The videos and images showed a Snickers website promoting a limited-edition Snickers bar and saying the product was only available in the “countries” of South Korea, Malaysia, and Taiwan. The commercial, featuring the South Korean boy band BTS, sparked a wave of anger on Chinese microblogging platform Weibo on Friday (Aug 5).
Mars Wrigley later posted an apology on his Snickers China Weibo account, saying the relevant content had been changed.
“We are aware of reports of Snickers-related activity in certain regions of Asia, please take this very seriously and express our deep apologies.” the company said.
“Mars Wrigley respects the national sovereignty and territorial integrity of China and conducts its business operations in strict compliance with local Chinese laws and regulations.”

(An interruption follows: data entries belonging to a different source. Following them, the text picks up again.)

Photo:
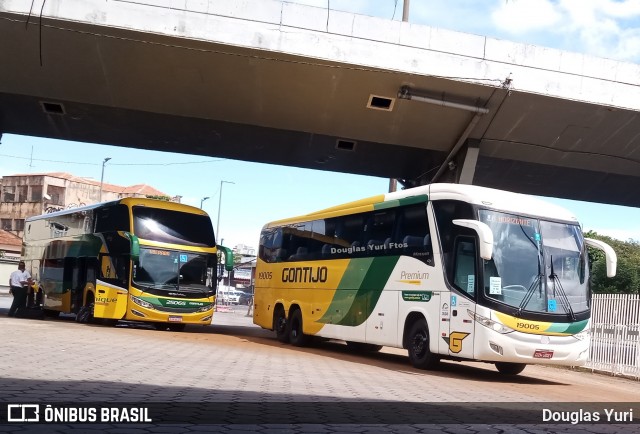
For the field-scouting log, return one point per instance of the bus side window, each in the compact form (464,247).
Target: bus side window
(464,272)
(412,233)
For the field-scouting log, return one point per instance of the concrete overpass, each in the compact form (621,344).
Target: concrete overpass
(275,82)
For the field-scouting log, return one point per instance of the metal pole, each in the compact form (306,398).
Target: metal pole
(102,177)
(219,207)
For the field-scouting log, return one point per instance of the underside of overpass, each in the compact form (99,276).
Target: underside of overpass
(272,82)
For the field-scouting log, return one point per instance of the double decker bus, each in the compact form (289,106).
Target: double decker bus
(130,259)
(445,271)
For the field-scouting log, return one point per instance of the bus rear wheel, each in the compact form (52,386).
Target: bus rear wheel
(507,368)
(280,325)
(418,346)
(296,336)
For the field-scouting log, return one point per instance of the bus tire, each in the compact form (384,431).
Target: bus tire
(296,336)
(418,346)
(508,368)
(361,347)
(85,314)
(280,325)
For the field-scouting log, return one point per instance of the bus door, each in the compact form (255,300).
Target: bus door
(111,287)
(462,298)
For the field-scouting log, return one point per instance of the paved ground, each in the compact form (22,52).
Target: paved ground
(235,377)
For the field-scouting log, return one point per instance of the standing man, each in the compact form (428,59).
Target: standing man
(19,282)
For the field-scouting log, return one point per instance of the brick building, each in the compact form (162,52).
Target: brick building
(23,196)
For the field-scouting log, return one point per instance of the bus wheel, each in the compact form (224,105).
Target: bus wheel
(85,314)
(51,313)
(296,337)
(419,354)
(361,347)
(280,325)
(507,368)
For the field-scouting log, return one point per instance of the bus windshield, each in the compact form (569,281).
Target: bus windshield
(170,270)
(537,265)
(167,226)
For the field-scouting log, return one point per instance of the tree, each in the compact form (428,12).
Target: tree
(627,278)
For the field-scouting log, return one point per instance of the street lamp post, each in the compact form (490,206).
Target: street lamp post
(102,177)
(219,207)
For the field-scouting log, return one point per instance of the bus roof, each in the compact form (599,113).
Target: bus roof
(129,201)
(506,201)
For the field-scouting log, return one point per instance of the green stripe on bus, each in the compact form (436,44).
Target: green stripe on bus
(421,198)
(569,328)
(359,290)
(346,292)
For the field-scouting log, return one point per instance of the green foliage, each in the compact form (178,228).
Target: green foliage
(627,278)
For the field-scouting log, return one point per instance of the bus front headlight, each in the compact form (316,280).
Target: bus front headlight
(489,323)
(141,302)
(583,335)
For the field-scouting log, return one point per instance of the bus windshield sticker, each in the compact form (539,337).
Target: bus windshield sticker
(495,285)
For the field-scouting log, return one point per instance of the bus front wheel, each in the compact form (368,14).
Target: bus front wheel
(507,368)
(418,346)
(85,314)
(280,325)
(296,337)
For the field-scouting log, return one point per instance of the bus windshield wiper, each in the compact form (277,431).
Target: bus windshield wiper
(527,297)
(557,285)
(538,281)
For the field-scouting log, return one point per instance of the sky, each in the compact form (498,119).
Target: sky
(254,194)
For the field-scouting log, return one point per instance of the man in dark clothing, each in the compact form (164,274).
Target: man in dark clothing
(19,283)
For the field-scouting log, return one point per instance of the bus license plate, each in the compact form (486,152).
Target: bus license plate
(543,354)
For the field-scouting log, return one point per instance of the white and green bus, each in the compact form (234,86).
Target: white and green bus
(446,271)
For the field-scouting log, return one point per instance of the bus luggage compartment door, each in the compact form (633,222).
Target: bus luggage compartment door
(110,302)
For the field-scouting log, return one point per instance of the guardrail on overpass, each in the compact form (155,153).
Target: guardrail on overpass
(615,334)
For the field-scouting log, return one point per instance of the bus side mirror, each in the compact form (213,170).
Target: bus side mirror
(610,256)
(228,257)
(135,246)
(484,234)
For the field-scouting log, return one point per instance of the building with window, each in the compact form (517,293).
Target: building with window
(23,196)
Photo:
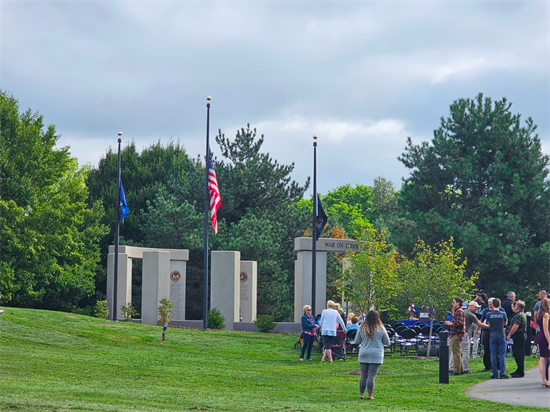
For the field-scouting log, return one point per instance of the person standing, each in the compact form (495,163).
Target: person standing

Hours after the first statement, Snickers China shared another Weibo post, adding that “there is only one China in this world, and Taiwan is an inalienable part of China’s territory.”
Beijing regards Taiwan as part of its territory and has never given up using force to bring the island under its control.
The outcry over the Snickers announcement came as sensitivities around Taiwan in mainland China are at their highest point in decades after the US House of Representatives’ speaker called for import bans on Taiwanese products.
On Friday, China said it was ending cooperation with the United States on key issues, including climate change, and has surrounded the self-governing democratic island in recent days with a series of military exercises.
Mars Wrigley is far from the first international firm to issue an apology over concerns about losing access to China’s mass consumer market.
In 2019, French luxury brand Dior apologized after using a map of China in a presentation that did not include Taiwan.
The website of the Marriott hotel chain in China was shut down by authorities for a week in 2018 after a customer questionnaire listed Taiwan, Tibet and Hong Kong as separate countries.